In a research paper published recently in the journal Heliyon, Ethan Tucker, Colton Capps, and Lior Shamir used automatic text analysis algorithms to analyze congressional speeches in different years. The algorithms measured different aspects of the speeches such as the vocabulary, the reading level, the frequency in which different topics are discussed, and more. The analysis also used artificial intelligence to measure the sentiments expressed in each speech, rating the speeches as positive, very positive, negative, very negative, or neutral. These quantitative speech elements were computed from thousands of congressional speeches made in each year, and the average of each year allowed to measure the changes in the language and topics discussed in Congress during a period of 138 years.
The research showed that the frequency of words related to women’s identity has been increasing consistently since the early 1980s, while the frequency of men’s identity words has been decreasing. During most of the 20th century, expressions of women’s identity were about 10 times less frequent than expressions of men’s identity. In the 21st century women’s identity in speeches is five times more frequent than in the 1950s, but still lower than men’s identity words.
The research also showed that the reading level of the speeches changed significantly over the years. The analysis measured the Coleman-Liau readability index, which estimates the reading level of a certain text, and associates it with the appropriate school grade. The analysis showed that the reading level of congressional speeches made by both Republican and Democrat legislators increased consistently from 8th grade reading level in the 19th century, to 10th grade level in the 1970s. But since 1976 the reading level of political speeches have been declining consistently, and as of the 21st century it is below 9th grade reading level. The same trend was also observed with the vocabulary used in speeches. The vocabulary used by members of Congress in their speeches has been increasing consistently until the early 1970s, and then started to decline, and it is still declining.
The analysis of the speeches also showed that more recent congressional speeches express more sentiments than the speeches made in Congress during the 19th century and early 20th century. The sentiments in political speeches became gradually more positive and peaked in the 1960s, but declined sharply during the 1970s. Since the 1970s the sentiments expressed in congressional speeches have been becoming more positive.
According to the study, the decline in reading level and vocabulary of the speeches can be related to the increasing presence of media in Congress. Until the 1970s, Congress largely resisted to radio and television broadcasting of congressional sessions. But as the resistance started to decline since the 1970s, members of Congress gradually adjust their speech style, addressing the public through the media rather than addressing their fellow legislators.

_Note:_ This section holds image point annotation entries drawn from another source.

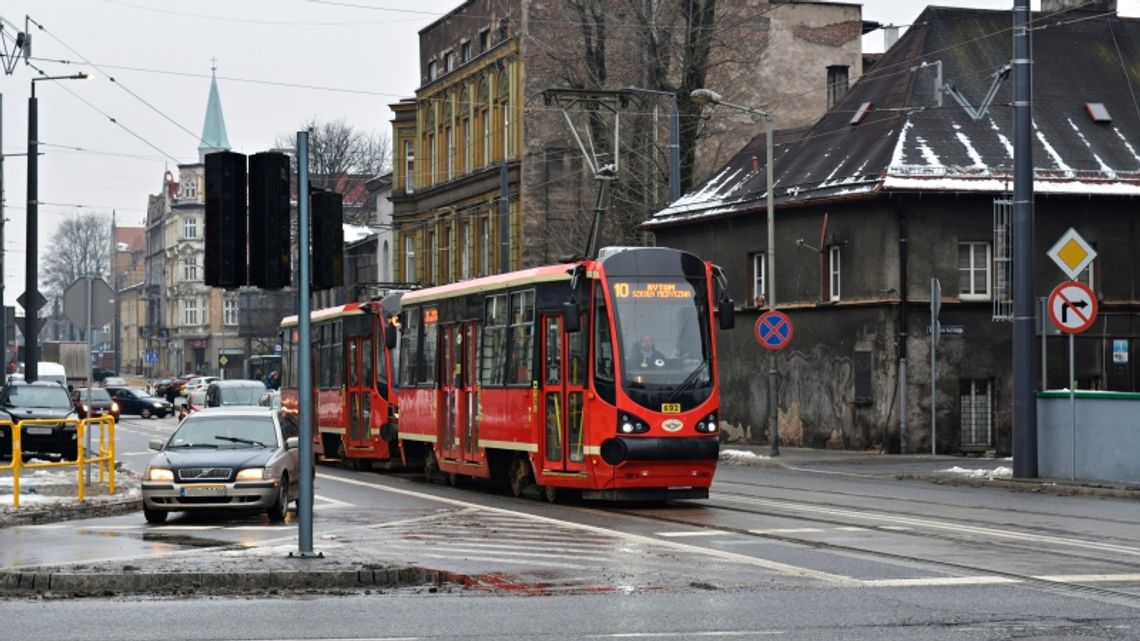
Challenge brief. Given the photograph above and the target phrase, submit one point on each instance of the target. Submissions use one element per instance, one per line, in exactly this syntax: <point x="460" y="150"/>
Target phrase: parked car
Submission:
<point x="197" y="382"/>
<point x="237" y="391"/>
<point x="99" y="399"/>
<point x="135" y="400"/>
<point x="40" y="399"/>
<point x="160" y="387"/>
<point x="225" y="459"/>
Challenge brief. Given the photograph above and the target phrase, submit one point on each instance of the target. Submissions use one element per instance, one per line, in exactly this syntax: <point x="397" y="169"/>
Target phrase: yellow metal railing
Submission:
<point x="104" y="457"/>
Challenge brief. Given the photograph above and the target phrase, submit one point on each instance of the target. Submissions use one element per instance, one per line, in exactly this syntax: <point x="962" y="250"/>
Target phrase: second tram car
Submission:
<point x="352" y="381"/>
<point x="596" y="376"/>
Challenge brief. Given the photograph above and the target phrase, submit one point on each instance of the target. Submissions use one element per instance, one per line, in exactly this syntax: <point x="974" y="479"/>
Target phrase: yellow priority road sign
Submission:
<point x="1072" y="253"/>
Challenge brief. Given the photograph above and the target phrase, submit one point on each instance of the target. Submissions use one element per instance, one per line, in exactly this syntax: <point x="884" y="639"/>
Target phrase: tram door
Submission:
<point x="357" y="387"/>
<point x="459" y="436"/>
<point x="563" y="389"/>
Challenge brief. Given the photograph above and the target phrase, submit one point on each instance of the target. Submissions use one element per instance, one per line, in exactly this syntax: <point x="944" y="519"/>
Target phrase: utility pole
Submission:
<point x="1025" y="408"/>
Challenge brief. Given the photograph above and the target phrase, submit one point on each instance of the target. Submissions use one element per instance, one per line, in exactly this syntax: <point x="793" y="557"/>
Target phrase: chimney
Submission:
<point x="837" y="84"/>
<point x="889" y="37"/>
<point x="1094" y="6"/>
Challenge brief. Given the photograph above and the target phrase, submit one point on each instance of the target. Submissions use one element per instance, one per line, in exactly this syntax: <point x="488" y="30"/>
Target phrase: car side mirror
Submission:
<point x="571" y="319"/>
<point x="725" y="314"/>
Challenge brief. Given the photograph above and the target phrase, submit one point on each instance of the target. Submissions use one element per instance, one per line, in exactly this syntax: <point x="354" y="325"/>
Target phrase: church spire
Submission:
<point x="213" y="131"/>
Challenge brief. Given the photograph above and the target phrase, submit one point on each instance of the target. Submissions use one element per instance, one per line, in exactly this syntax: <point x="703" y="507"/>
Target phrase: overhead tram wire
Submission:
<point x="112" y="79"/>
<point x="108" y="116"/>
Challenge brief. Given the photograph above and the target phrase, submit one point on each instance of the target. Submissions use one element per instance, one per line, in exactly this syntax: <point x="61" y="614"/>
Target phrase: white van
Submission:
<point x="48" y="371"/>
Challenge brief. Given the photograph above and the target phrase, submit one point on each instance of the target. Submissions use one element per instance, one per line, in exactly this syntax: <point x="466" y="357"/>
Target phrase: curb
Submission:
<point x="78" y="584"/>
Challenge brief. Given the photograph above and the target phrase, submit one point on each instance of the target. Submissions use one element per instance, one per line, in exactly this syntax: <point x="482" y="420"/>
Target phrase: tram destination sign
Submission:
<point x="653" y="290"/>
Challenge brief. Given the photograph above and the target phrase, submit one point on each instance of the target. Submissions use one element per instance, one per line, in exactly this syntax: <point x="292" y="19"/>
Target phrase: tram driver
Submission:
<point x="645" y="355"/>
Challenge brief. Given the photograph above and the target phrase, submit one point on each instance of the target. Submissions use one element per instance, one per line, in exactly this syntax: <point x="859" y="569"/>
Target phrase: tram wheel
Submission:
<point x="520" y="476"/>
<point x="431" y="468"/>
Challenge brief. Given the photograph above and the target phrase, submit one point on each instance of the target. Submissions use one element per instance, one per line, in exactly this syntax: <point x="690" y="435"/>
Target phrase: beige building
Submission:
<point x="489" y="178"/>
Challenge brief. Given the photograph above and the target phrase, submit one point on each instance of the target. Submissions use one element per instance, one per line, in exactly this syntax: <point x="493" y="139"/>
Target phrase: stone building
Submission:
<point x="901" y="186"/>
<point x="488" y="176"/>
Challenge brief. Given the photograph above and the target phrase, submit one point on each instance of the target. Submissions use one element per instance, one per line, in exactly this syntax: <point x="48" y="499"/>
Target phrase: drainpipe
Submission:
<point x="902" y="326"/>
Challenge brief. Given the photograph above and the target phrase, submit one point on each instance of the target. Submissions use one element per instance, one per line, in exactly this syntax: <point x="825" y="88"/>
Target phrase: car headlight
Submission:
<point x="253" y="473"/>
<point x="159" y="475"/>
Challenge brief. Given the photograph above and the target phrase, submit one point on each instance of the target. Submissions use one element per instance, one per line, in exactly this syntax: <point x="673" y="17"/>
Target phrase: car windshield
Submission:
<point x="225" y="432"/>
<point x="51" y="397"/>
<point x="97" y="394"/>
<point x="241" y="395"/>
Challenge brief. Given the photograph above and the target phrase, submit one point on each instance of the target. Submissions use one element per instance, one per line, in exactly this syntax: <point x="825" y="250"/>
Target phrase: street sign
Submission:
<point x="774" y="330"/>
<point x="1072" y="253"/>
<point x="103" y="302"/>
<point x="1073" y="307"/>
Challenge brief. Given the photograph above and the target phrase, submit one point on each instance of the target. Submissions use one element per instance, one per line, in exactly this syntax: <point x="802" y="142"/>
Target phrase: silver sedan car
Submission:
<point x="225" y="459"/>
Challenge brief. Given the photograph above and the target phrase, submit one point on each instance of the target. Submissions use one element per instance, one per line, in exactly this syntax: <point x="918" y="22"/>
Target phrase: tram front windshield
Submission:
<point x="662" y="324"/>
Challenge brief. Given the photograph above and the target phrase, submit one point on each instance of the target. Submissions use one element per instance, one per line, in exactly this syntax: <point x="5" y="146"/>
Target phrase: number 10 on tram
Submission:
<point x="596" y="378"/>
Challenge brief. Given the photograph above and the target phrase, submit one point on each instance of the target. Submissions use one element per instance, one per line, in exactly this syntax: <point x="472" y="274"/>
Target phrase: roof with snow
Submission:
<point x="908" y="142"/>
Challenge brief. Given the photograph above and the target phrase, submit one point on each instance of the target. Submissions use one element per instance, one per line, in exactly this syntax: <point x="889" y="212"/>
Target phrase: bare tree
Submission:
<point x="81" y="246"/>
<point x="338" y="149"/>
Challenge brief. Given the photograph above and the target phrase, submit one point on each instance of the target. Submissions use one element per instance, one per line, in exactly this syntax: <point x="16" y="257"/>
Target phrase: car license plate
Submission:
<point x="204" y="491"/>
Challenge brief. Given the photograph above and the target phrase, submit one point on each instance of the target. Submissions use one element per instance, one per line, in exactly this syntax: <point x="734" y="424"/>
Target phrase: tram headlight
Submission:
<point x="708" y="426"/>
<point x="630" y="424"/>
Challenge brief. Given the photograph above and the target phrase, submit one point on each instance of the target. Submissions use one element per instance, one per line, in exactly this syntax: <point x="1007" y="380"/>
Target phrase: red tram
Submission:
<point x="353" y="391"/>
<point x="597" y="376"/>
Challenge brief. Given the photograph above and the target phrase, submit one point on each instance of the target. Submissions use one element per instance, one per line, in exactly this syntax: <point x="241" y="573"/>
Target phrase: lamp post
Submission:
<point x="705" y="97"/>
<point x="31" y="275"/>
<point x="674" y="139"/>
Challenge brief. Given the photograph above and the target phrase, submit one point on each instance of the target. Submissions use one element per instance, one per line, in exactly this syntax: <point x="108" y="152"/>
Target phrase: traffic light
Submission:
<point x="269" y="220"/>
<point x="226" y="220"/>
<point x="327" y="253"/>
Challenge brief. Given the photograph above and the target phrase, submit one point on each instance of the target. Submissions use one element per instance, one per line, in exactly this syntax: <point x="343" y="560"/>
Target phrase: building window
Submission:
<point x="189" y="268"/>
<point x="229" y="311"/>
<point x="977" y="413"/>
<point x="189" y="313"/>
<point x="409" y="165"/>
<point x="485" y="246"/>
<point x="833" y="273"/>
<point x="974" y="270"/>
<point x="758" y="272"/>
<point x="409" y="258"/>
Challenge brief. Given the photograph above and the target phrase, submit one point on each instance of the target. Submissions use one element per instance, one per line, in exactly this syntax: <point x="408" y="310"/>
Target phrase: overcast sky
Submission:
<point x="279" y="62"/>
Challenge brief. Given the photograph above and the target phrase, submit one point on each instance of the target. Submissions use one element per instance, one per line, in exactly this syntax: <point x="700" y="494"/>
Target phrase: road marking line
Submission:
<point x="941" y="581"/>
<point x="721" y="554"/>
<point x="786" y="530"/>
<point x="1090" y="577"/>
<point x="936" y="525"/>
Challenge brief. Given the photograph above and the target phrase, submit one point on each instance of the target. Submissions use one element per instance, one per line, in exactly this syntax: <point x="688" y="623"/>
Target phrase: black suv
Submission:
<point x="41" y="399"/>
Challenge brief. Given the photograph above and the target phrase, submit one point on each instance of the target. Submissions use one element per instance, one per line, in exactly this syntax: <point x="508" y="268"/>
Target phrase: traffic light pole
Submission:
<point x="304" y="355"/>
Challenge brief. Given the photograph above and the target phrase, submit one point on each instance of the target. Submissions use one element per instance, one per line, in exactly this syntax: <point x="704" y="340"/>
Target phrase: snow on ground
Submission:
<point x="1002" y="472"/>
<point x="741" y="456"/>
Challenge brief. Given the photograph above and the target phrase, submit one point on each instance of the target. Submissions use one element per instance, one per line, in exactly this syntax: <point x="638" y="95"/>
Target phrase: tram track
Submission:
<point x="994" y="576"/>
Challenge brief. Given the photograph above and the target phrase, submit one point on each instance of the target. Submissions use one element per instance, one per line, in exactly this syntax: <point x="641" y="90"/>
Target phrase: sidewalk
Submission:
<point x="355" y="560"/>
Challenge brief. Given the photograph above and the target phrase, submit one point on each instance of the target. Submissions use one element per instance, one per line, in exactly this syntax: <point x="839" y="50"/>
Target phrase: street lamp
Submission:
<point x="674" y="139"/>
<point x="32" y="295"/>
<point x="705" y="97"/>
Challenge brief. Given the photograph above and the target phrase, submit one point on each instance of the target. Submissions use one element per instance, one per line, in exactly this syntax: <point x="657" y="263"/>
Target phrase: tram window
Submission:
<point x="493" y="353"/>
<point x="429" y="356"/>
<point x="522" y="337"/>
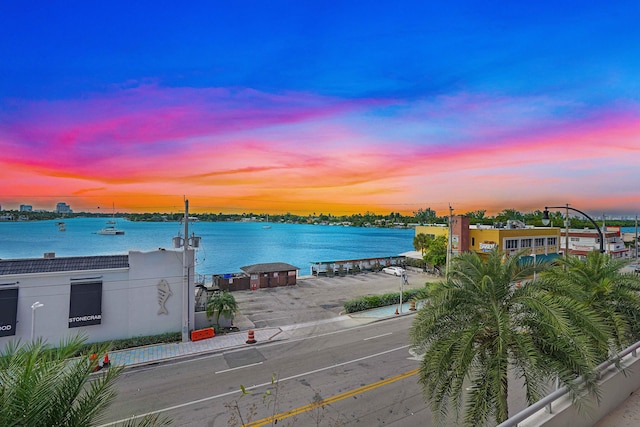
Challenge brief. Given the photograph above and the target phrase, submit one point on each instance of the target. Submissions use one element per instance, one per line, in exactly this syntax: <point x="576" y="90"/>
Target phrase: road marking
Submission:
<point x="206" y="399"/>
<point x="360" y="390"/>
<point x="238" y="367"/>
<point x="378" y="336"/>
<point x="273" y="318"/>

Another aspect reflected through the analysis was the partisan split. Starting the mid-1990s, Republican and Democratic speeches became increasingly more different from each other, and also correlated with the political affiliation of the president. For instance, during the George W. Bush administration speeches of Democratic legislators expressed more negative sentiments compared to their Republican counterparts. That difference flipped immediately after 2008, with the beginning of the Obama administration, during which Republican speeches became more negative. “With natural language processing we can extract new knowledge from old data,” says Lior Shamir, who participated in the research. “There is no practical way to quantify and profile such a large number of speeches without using computers.”
In a research paper published recently in the journal Heliyon, Ethan Tucker, Colton Capps, and Lior Shamir used automatic text analysis algorithms to analyze congressional speeches in different years. The algorithms measured different aspects of the speeches such as the vocabulary, the reading level, the frequency in which different topics are discussed, and more. The analysis also used artificial intelligence to measure the sentiments expressed in each speech, rating the speeches as positive, very positive, negative, very negative, or neutral. These quantitative speech elements were computed from thousands of congressional speeches made in each year, and the average of each year allowed to measure the changes in the language and topics discussed in Congress during a period of 138 years.
The research showed that the frequency of words related to women’s identity has been increasing consistently since the early 1980s, while the frequency of men’s identity words has been decreasing. During most of the 20th century, expressions of women’s identity were about 10 times less frequent than expressions of men’s identity. In the 21st century women’s identity in speeches is five times more frequent than in the 1950s, but still lower than men’s identity words.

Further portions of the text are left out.